The Coulomb law can be applied in the following manner by considering the continuous charge distribution to consists of infinitesimally small point charges and writing it as integral:
$$ \vec E(\vec r) = \sum_i q_i \frac{\vec r_i - \vec r}{\left|\vec r_i - \vec r\right|^3} = \sum_i \rho(\vec r_i) \Delta V \frac{\vec r_i - \vec r}{\left|\vec r_i - \vec r\right|^3} = \int d^3r' \rho(\vec r') \frac{\vec r' - \vec r}{\left|\vec r' - \vec r\right|^3}. $$
Now, we can apply the Gauß integral theorem to prove:
\begin{align*}
\int_{\partial V} d\vec S \cdot \vec E &= \int_V d^3r\, \nabla \cdot \vec E(\vec r) = \int_V d^3r \nabla_{\vec r} \cdot \int d^3r' \rho(\vec r') \frac{\vec r' - \vec r}{\left|\vec r' - \vec r\right|^3} \\
&= \int_V d^3r \cdot \int d^3r' \rho(\vec r') \nabla_{\vec r} \cdot \frac{\vec r' - \vec r}{\left|\vec r' - \vec r\right|^3} = 4\pi \int_V d^3r\,\rho(\vec r)
\end{align*}
Here we use the formula $\nabla_{\vec r} \cdot \frac{\vec r' - \vec r}{\left|\vec r' - \vec r\right|^3} = 4\pi \delta(\vec r - \vec r')$. (You can easily prove that it is zero for $\vec r \ne \vec r'$ and then use the Gauß integral law to compute the strength of the $\delta$-peak by computing the flux.)

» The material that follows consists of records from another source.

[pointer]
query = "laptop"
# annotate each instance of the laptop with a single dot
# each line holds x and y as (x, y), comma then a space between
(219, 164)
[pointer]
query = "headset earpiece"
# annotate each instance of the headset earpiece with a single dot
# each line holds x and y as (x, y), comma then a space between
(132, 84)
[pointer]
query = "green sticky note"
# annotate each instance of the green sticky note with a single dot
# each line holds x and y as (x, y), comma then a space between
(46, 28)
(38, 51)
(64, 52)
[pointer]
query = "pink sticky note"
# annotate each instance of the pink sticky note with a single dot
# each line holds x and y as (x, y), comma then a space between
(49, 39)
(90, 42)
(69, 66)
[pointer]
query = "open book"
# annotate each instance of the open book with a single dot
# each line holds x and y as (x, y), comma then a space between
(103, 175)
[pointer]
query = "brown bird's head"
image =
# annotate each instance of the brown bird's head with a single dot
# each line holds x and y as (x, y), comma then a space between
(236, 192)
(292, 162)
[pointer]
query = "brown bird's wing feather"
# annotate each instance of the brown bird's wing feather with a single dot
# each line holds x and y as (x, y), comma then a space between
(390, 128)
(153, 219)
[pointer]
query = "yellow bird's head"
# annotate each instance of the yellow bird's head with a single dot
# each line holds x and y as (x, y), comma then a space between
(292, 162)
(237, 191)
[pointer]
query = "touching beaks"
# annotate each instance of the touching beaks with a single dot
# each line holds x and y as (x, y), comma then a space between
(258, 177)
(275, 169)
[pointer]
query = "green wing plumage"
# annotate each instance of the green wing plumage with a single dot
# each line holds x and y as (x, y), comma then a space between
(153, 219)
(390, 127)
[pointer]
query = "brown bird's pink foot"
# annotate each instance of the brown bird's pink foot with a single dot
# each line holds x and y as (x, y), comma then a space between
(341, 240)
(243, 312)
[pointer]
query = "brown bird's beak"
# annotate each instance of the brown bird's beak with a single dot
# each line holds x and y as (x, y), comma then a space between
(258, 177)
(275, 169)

By replacing $\rho(\vec r) = q \delta(\vec r)$ we can consider a point charge and see that the Coulomb law implies the Gauß law.
The converse, however, is not true in general: The Gauß law holds in full electrodynamics, but there are additional electric fields induced by changing magnetic fields. You need to assume the electrostatic limit, where $\nabla \times \vec E = 0$ and that the field vanishes sufficiently fast at infinity to derive the Coulomb law from the Gauß law.